Le « crash » à la bourse du lundi noir, devrait-il ramener à la raison les grands spéculateurs, marchands de l’argent facile? Ces cours mystérieux font des escapades lorsqu’il y a fermeture à New York ou Tokyo, s’envolaient avec l’annonce du président américain de la guerre en Irak, cours en hausse, lorsqu’il y a l’annonce qu’une grande entreprise licencie des milliers de salariés, lorsque quelque chercheur impatient fanfaronne sa « découverte » d’une nouvelle technique, les cours de l’industrie pharmaceutique qui la finance sont à la hausse… quitte à retomber par après lorsque dégonfle la nouvelle à sa valeur réelle. Les exemples de ce genre sont nombreux: les procès en médecine qui obligent « big pharma » à retirer du marché l’un ou l’autre médicament sont réputés pour leurs effets négatifs sur les cours en bourse. La majorité des citoyens n’y attache pas une grande importance. Les spéculateurs, eux, suivent les évolutions de la recherche et du développement économique. S’ils se sont trompés, tant pis, le gain parfois exorbitant vaut bien un risque!
Cette fois-ci, les grosses affaires ont attiré même les spécialistes dans le guet-apens. On veut nous faire croire que c’est à cause de l’effondrement du marché immobilier aux Etats-Unis que de grandes banques européennes se sont effondrées. Pourquoi n’auraient-ils pas placé en Europe, même à moindre recette? N’était-ce pas un des arguments pour défendre jadis le secret fiscal et le maintien de places « off shore » dans l’UE, pour éviter la fuite des capitaux en dehors de l’Europe?

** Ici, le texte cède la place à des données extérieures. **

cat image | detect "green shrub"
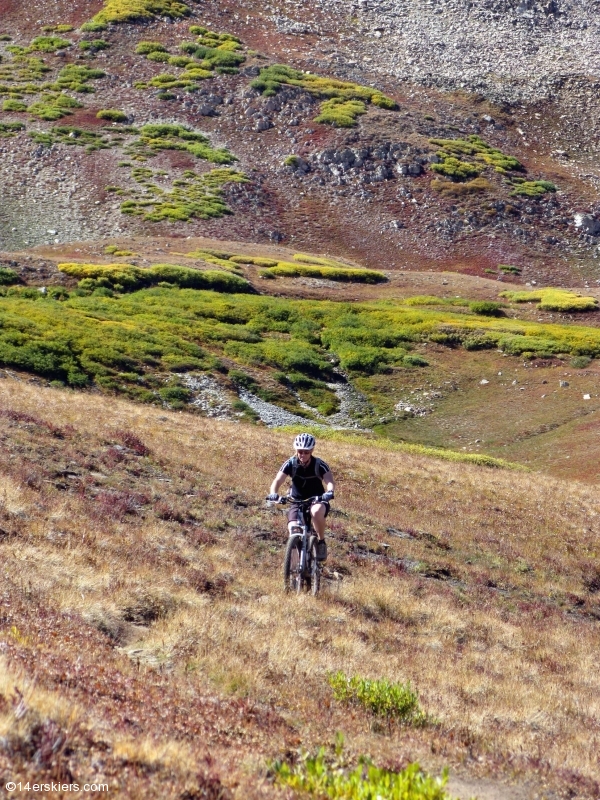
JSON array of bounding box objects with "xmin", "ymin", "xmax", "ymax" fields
[
  {"xmin": 314, "ymin": 97, "xmax": 367, "ymax": 128},
  {"xmin": 127, "ymin": 122, "xmax": 237, "ymax": 163},
  {"xmin": 429, "ymin": 135, "xmax": 523, "ymax": 180},
  {"xmin": 86, "ymin": 0, "xmax": 190, "ymax": 30},
  {"xmin": 58, "ymin": 263, "xmax": 252, "ymax": 293},
  {"xmin": 42, "ymin": 23, "xmax": 75, "ymax": 33},
  {"xmin": 0, "ymin": 122, "xmax": 25, "ymax": 139},
  {"xmin": 79, "ymin": 39, "xmax": 110, "ymax": 53},
  {"xmin": 146, "ymin": 50, "xmax": 171, "ymax": 64},
  {"xmin": 251, "ymin": 64, "xmax": 397, "ymax": 127},
  {"xmin": 261, "ymin": 261, "xmax": 387, "ymax": 283},
  {"xmin": 135, "ymin": 41, "xmax": 168, "ymax": 56},
  {"xmin": 272, "ymin": 748, "xmax": 451, "ymax": 800},
  {"xmin": 462, "ymin": 331, "xmax": 500, "ymax": 350},
  {"xmin": 501, "ymin": 288, "xmax": 598, "ymax": 312},
  {"xmin": 0, "ymin": 267, "xmax": 21, "ymax": 286},
  {"xmin": 26, "ymin": 36, "xmax": 73, "ymax": 53},
  {"xmin": 2, "ymin": 100, "xmax": 27, "ymax": 111},
  {"xmin": 121, "ymin": 168, "xmax": 248, "ymax": 222},
  {"xmin": 158, "ymin": 386, "xmax": 192, "ymax": 404},
  {"xmin": 431, "ymin": 177, "xmax": 494, "ymax": 197},
  {"xmin": 81, "ymin": 22, "xmax": 108, "ymax": 33},
  {"xmin": 571, "ymin": 356, "xmax": 592, "ymax": 369},
  {"xmin": 402, "ymin": 353, "xmax": 429, "ymax": 367},
  {"xmin": 498, "ymin": 264, "xmax": 521, "ymax": 275},
  {"xmin": 328, "ymin": 672, "xmax": 427, "ymax": 725},
  {"xmin": 511, "ymin": 178, "xmax": 556, "ymax": 197},
  {"xmin": 469, "ymin": 300, "xmax": 504, "ymax": 317},
  {"xmin": 96, "ymin": 108, "xmax": 127, "ymax": 122},
  {"xmin": 498, "ymin": 334, "xmax": 563, "ymax": 357},
  {"xmin": 430, "ymin": 156, "xmax": 481, "ymax": 181},
  {"xmin": 27, "ymin": 93, "xmax": 83, "ymax": 122}
]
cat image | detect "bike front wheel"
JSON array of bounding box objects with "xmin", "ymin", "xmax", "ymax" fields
[
  {"xmin": 310, "ymin": 536, "xmax": 321, "ymax": 597},
  {"xmin": 283, "ymin": 536, "xmax": 302, "ymax": 593}
]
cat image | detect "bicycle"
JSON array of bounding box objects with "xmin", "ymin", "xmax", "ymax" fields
[{"xmin": 268, "ymin": 496, "xmax": 321, "ymax": 597}]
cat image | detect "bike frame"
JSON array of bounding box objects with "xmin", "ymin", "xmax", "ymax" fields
[{"xmin": 270, "ymin": 495, "xmax": 321, "ymax": 595}]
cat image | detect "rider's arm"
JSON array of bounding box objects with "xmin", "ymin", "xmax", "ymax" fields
[
  {"xmin": 270, "ymin": 471, "xmax": 287, "ymax": 494},
  {"xmin": 323, "ymin": 472, "xmax": 335, "ymax": 492}
]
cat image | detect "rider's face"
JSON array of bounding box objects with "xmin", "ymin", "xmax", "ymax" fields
[{"xmin": 296, "ymin": 450, "xmax": 312, "ymax": 464}]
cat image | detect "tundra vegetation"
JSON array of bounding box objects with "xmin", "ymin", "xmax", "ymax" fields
[
  {"xmin": 0, "ymin": 272, "xmax": 600, "ymax": 413},
  {"xmin": 0, "ymin": 382, "xmax": 599, "ymax": 800},
  {"xmin": 81, "ymin": 0, "xmax": 190, "ymax": 31},
  {"xmin": 251, "ymin": 64, "xmax": 397, "ymax": 128}
]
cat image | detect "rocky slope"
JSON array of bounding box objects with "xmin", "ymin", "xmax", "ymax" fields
[{"xmin": 0, "ymin": 0, "xmax": 600, "ymax": 284}]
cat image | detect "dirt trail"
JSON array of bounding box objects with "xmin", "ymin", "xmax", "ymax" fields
[{"xmin": 448, "ymin": 777, "xmax": 537, "ymax": 800}]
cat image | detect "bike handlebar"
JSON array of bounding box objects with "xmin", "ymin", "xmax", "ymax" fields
[{"xmin": 265, "ymin": 494, "xmax": 321, "ymax": 506}]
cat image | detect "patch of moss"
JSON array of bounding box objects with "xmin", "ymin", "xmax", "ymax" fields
[
  {"xmin": 431, "ymin": 155, "xmax": 481, "ymax": 181},
  {"xmin": 30, "ymin": 125, "xmax": 110, "ymax": 153},
  {"xmin": 135, "ymin": 41, "xmax": 168, "ymax": 56},
  {"xmin": 126, "ymin": 124, "xmax": 237, "ymax": 164},
  {"xmin": 498, "ymin": 264, "xmax": 521, "ymax": 275},
  {"xmin": 42, "ymin": 23, "xmax": 75, "ymax": 33},
  {"xmin": 104, "ymin": 244, "xmax": 137, "ymax": 258},
  {"xmin": 121, "ymin": 168, "xmax": 248, "ymax": 222},
  {"xmin": 261, "ymin": 261, "xmax": 387, "ymax": 283},
  {"xmin": 58, "ymin": 263, "xmax": 252, "ymax": 293},
  {"xmin": 49, "ymin": 64, "xmax": 106, "ymax": 93},
  {"xmin": 27, "ymin": 92, "xmax": 83, "ymax": 122},
  {"xmin": 500, "ymin": 288, "xmax": 598, "ymax": 312},
  {"xmin": 431, "ymin": 177, "xmax": 494, "ymax": 197},
  {"xmin": 2, "ymin": 100, "xmax": 27, "ymax": 111},
  {"xmin": 79, "ymin": 39, "xmax": 110, "ymax": 53},
  {"xmin": 429, "ymin": 135, "xmax": 523, "ymax": 181},
  {"xmin": 25, "ymin": 36, "xmax": 73, "ymax": 53},
  {"xmin": 96, "ymin": 108, "xmax": 127, "ymax": 122},
  {"xmin": 314, "ymin": 97, "xmax": 367, "ymax": 128},
  {"xmin": 251, "ymin": 64, "xmax": 397, "ymax": 127},
  {"xmin": 82, "ymin": 0, "xmax": 190, "ymax": 30},
  {"xmin": 511, "ymin": 178, "xmax": 556, "ymax": 197}
]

L’investissement dans l’immobilier a d’ailleurs été pour le citoyen lambda synonyme de solide. Et voilà que se dévoile la plus grande désillusion de ce nouveau siècle: sans contrainte apparente, par pure cupidité, pour le bien de leurs clients, diront-ils, l’expatriement de l’argent (des) européen(s) est devenu un boomerang dangereux pour l’économie européenne. Et si l’on appelle aux Etats membres à initier les mêmes programmes d’aide que vient de lancer le président américain, leur permettra-t-on aussi de s’endetter comme celui-ci l’a fait? Y aura-t-il à côté du faible dollar un euro à égale faiblesse? Pourquoi cet ajustement sur les politiques des USA, n’y a-t-il pas eu comme principe fondateur de l’UE l’indépendance vis-à-vis des autres continents et notamment de la politique américaine? Ne serait-il pas temps de remettre en cause tous ces effets pervers de la globalisation, de redevenir une Europe forte de ses convictions, fière de ses acquis et prudente dans ses démarches?
Les banquiers n’ont-ils été que des marchands d’illusions, frileux lorsqu’il s’agit de débourser quelques centimes pour la culture – (qui ne rapporte pas) et grands joueurs lorsqu’il s’agit de se plier aux exigences des grands capitaux!
Une confiance de plus qui s’est ébranlée, car le citoyen qui confie mois par mois, de petites sommes à son banquier, pour un maigre revenu, sur lequel il doit encore payer des impôts – transparence oblige – que pensera-t-il lorsqu’on veut lui faire placer son argent en actions pour faire fonctionner des entreprises?
La confiance en les dirigeants du monde de l’économie et des finances est ébranlée, alors que la politique connaît déjà assez d’inquiétudes et d’insécurité. Après que de grands dirigeants d’entreprise ont été dévoilés comme les profiteurs de certaines restructurations, et des dirigeants de banques comme des joueurs de roulette avec l’argent qui leur est confié, la déstabilisation de la conjoncture ne doit pas étonner. Si elle vient de sonner l’alarme, c’est peut-être une chance pour réveiller ceux qui se seraient endormis sur le paillasson doré d’un bien être ni mérité, ni dû infiniment.